Some Things I Love About SE Oregon

It snowed again yesterday and Randyman needed to see a doctor, so we headed down the road in 4WD, and I thought about how grateful I was not to have 500,000 other drivers sliding around us on icy roads.

The  normally 2-hour drive into town became a 3 hour drive because of the hazardous conditions. Not only was it snowing heavily and icy, but this is open range and there are often cattle on the main highways. This is not such a great inconvenience, as there are also deer, antelope, gigantic sage hens, badgers, and the occasional porcupine on the road as well. They are much easier traffic to tolerate than the kind we had in California.

As we chugged along down the road, I marveled once again at the ever-changing landscape. What sometimes looks barren and un-inviting, is blanketed in soft white billows and the juniper trees stand out in sharp contrast. Passing the now smooth, white alfalfa fields and irrigation pivots that sparkle with ice crystals reflecting the sun in all the colors of the prism, tantalize the eyes and the imagination. It is a warm and comforting feeling to me, to pass by the large pastures with cattle and horses munching on hay provided to them by their owners, in the early hours of a frosty dawn.

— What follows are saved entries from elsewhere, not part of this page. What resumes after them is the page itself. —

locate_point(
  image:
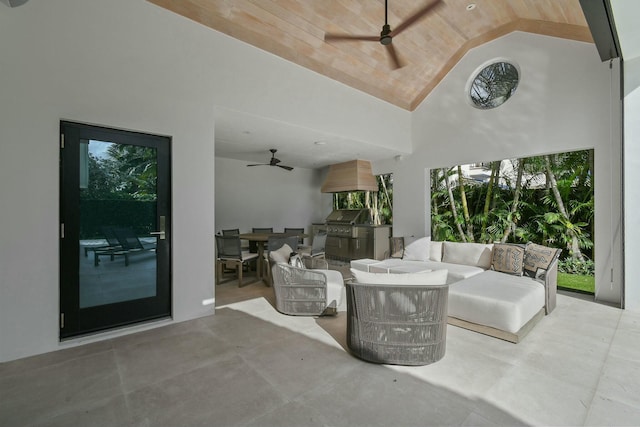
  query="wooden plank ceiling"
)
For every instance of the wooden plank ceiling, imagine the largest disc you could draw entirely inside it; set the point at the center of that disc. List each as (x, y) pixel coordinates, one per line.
(295, 29)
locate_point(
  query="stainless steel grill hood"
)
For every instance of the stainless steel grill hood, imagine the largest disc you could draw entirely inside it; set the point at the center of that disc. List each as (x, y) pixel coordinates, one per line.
(355, 175)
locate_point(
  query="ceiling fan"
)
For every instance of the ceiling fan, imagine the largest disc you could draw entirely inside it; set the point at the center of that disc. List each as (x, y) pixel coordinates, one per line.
(274, 161)
(386, 35)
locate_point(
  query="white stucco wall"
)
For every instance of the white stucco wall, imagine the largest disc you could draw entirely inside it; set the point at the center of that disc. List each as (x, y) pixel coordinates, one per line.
(631, 188)
(563, 102)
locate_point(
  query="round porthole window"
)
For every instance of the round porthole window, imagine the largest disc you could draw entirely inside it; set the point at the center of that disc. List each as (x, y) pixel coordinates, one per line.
(493, 85)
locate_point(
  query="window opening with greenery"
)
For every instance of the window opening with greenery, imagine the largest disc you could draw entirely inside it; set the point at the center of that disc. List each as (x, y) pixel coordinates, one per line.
(380, 203)
(546, 199)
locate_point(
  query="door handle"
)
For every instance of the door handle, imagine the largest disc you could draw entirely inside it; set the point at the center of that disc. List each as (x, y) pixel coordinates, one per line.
(161, 234)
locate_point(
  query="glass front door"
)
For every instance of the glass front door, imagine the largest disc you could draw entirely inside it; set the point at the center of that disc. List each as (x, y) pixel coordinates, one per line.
(115, 228)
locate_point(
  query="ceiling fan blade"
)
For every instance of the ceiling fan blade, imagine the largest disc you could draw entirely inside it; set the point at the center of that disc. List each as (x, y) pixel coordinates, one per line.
(347, 37)
(394, 57)
(413, 18)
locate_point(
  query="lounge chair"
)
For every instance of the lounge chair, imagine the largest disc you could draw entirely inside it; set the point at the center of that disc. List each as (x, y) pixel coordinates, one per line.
(130, 244)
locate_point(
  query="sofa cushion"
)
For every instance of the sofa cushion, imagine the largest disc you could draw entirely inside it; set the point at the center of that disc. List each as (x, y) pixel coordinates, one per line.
(417, 250)
(435, 251)
(507, 258)
(475, 254)
(497, 300)
(296, 261)
(438, 277)
(281, 255)
(384, 266)
(537, 259)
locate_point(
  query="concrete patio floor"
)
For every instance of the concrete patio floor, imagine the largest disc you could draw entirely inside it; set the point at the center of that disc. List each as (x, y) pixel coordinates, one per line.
(249, 365)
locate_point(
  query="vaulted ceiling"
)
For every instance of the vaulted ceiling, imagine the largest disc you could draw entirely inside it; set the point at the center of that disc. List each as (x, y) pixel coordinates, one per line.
(295, 30)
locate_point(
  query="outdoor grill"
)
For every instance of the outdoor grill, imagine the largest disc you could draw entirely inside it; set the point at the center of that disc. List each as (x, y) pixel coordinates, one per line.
(346, 236)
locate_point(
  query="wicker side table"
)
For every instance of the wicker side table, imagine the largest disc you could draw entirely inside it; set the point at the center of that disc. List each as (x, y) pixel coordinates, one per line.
(397, 324)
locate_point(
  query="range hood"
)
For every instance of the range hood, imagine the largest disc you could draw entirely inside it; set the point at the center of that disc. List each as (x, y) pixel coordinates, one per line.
(355, 175)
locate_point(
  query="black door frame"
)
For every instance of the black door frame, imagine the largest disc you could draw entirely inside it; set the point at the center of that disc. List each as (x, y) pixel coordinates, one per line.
(76, 321)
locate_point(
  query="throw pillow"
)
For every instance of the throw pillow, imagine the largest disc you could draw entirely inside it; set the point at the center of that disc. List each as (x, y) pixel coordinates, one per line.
(435, 251)
(475, 254)
(417, 250)
(436, 277)
(507, 258)
(281, 255)
(396, 244)
(296, 261)
(537, 259)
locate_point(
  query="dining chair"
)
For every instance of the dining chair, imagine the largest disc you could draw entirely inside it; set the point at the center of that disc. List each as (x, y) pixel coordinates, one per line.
(229, 252)
(231, 232)
(253, 246)
(274, 243)
(298, 231)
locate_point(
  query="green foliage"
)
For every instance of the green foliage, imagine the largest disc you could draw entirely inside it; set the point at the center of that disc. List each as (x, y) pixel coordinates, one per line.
(537, 217)
(381, 202)
(573, 266)
(577, 282)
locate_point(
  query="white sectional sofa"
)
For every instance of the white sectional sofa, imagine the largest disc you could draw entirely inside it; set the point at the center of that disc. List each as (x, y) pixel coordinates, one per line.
(501, 290)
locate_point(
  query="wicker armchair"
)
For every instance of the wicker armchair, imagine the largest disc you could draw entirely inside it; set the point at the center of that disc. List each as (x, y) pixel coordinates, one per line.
(305, 292)
(397, 324)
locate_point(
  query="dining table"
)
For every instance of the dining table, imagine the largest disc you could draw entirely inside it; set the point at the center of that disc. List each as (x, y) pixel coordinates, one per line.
(261, 240)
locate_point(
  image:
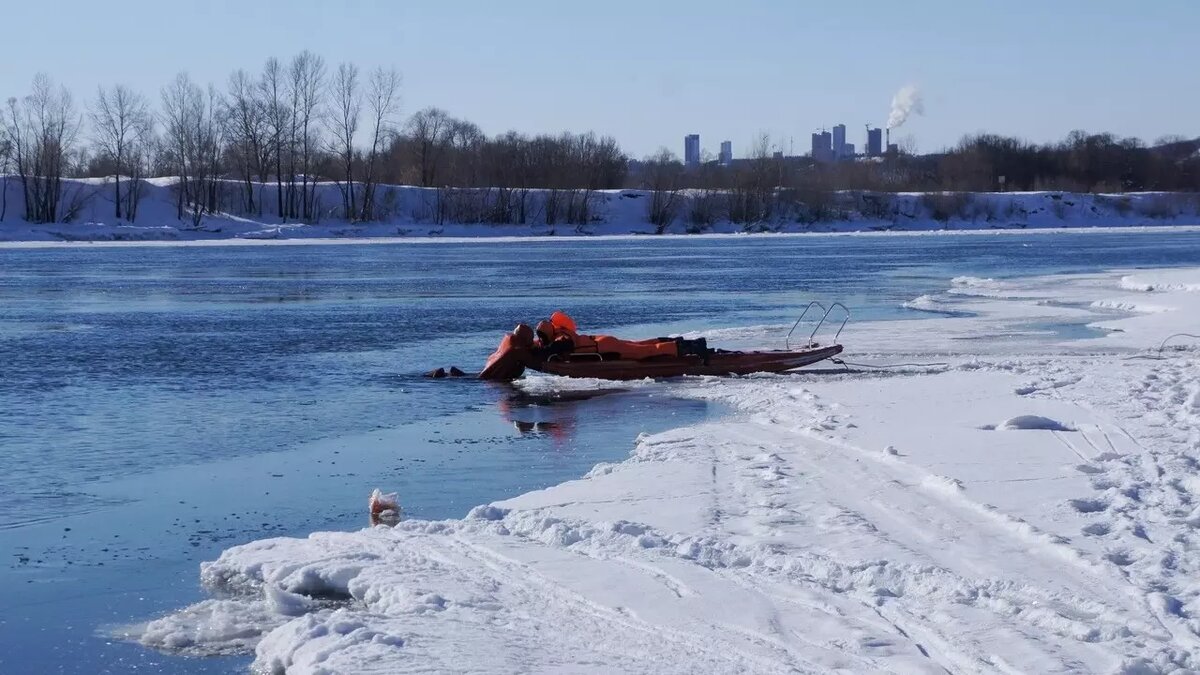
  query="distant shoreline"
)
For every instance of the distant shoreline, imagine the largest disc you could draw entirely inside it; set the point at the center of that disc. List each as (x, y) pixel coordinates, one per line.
(581, 238)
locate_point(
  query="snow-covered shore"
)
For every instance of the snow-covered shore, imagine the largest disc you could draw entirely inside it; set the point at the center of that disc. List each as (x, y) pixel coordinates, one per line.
(407, 211)
(1030, 506)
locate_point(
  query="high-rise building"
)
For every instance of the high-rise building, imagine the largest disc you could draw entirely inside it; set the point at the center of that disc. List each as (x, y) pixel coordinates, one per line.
(822, 147)
(726, 156)
(874, 142)
(839, 141)
(691, 150)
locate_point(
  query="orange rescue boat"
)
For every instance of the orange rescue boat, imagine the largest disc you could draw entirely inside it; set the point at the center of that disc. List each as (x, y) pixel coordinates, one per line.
(519, 351)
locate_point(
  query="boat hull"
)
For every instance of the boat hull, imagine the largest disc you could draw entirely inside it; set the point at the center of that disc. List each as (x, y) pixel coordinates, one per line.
(719, 363)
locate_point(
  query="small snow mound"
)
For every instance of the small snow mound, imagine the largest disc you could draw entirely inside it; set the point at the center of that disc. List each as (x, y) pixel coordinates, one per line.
(1032, 422)
(972, 281)
(943, 484)
(487, 512)
(1151, 285)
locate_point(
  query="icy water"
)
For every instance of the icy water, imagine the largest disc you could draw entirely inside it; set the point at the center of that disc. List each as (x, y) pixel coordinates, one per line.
(161, 404)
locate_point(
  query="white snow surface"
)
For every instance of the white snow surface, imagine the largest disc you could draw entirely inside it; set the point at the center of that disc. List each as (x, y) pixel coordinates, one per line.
(418, 213)
(863, 521)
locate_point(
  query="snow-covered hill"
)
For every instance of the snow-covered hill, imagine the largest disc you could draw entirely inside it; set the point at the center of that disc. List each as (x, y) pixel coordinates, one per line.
(426, 211)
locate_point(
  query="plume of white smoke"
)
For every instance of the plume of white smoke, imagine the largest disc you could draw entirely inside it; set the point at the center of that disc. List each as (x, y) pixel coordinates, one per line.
(904, 103)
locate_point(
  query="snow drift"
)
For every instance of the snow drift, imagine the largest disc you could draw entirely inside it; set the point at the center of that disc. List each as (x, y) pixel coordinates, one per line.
(859, 523)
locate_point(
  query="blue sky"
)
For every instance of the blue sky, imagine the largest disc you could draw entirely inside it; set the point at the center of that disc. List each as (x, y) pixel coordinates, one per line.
(649, 71)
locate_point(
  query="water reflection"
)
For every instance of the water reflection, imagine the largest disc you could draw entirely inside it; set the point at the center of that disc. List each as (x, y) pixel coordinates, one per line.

A couple of miles from our destination, we pass a snowplow on its way to clear the already traveled highway. It is only the second vehicle we have seen on our 3-hour trip.

Arriving in town exactly one hour late for our appt., we enter the community medical center and find ourselves in an examining room in less than 10 minutes. It cuts short our conversation with a stranger, who asks which outfit we work for and shares with us the best place on the 10,000 ft Steens Mtn. to view the ranch from above and talks about his love for ranching. The physical therapist we have not seen in 3 years remembers us, and the fact that we live over 2 hours from town.

Minutes later, we are headed to breakfast, to our usual place, one of only 3 choices in town. They already know what we want. We drop the prescriptions off at the druggist and the gal behind the counter says “Glad you are in town! We have some other stuff for you. I was going to mail it, but since you are here, you can just pick it up.” A little conversation is had about the ranch family and how they are doing, soap making, and the best place to buy supplies on the internet. We pick up livestock supplies at the Ranch Store and head back across town.

Not every town has a cemetery on Main St. But here is a small cemetery, with its flowers, headstones and crosses, bearing last names shared by many of the residents we have met. These were the pioneers that built this place, the same kind of folk that built this country. These were tough, determined folk, with strong backs and strong faith. 

sign at the vets office

The buildings in this small town are old and like the homes surrounding it, are in varying stages of disrepair, but contain an inherent character not seen in newer buildings. I love that these buildings were not discarded in favor of something ‘more modern’.
In a culture that finds everything disposable including family at times, it is heartwarming to see timeworn things prevail.
An old mill stands empty, its craftsmanship apparent in its dovetailed corners. A church boasts its founding in 1884, one hundred and twenty seven years ago. There are several churches in this little town, as well as a large, Pro Life billboard on the main drag. It feels good to be somewhere that people are still unafraid to express what they believe in and that they share our convictions as well as our gratitude. Further along the main blvd. is a round pen for training horses, and a big steer with his nose through the fence, watching ‘traffic’. This is across the road from the motel.

note the quail dining on the porch!

An old tractor and antique farm implements welcome travelers to town at the first building we pass on the left. Old trucks, from the 1940’s era are found in various parts of town, many still running. A resident has his backhoe parked on the street in front of his house, and another his stock trailer. Every little old house is different, and all have charm. More than one house has an old wagon in the yard.

The town museum, which advertises its hours as “Open Tues-Sat 10:00 to 4:00” is closed for the afternoon, anyway. There are awesome paintings on the outside, of the Paiute Indians, farmers and ranchers who inhabited the area in years past. The most modern addition to the town are the many bronze statues, clearly created by a local artist with great skill.

Local artist does bronzes all over town. Note the frog in the little guys hand...

Equal rights can be established WITHOUT gender confusion

We head back home, the roads much better now. I think about how much I love to see out across the range, see the small farms and their livestock, the tractors parked by the highway, left by local ranchers and farmers clearing their way to the road. I watch the change from the farmland, to rangeland, to the mesas and the craggy and rugged canyons give way to the serene, vast and beautiful landscape blessing me, every mile of the way home.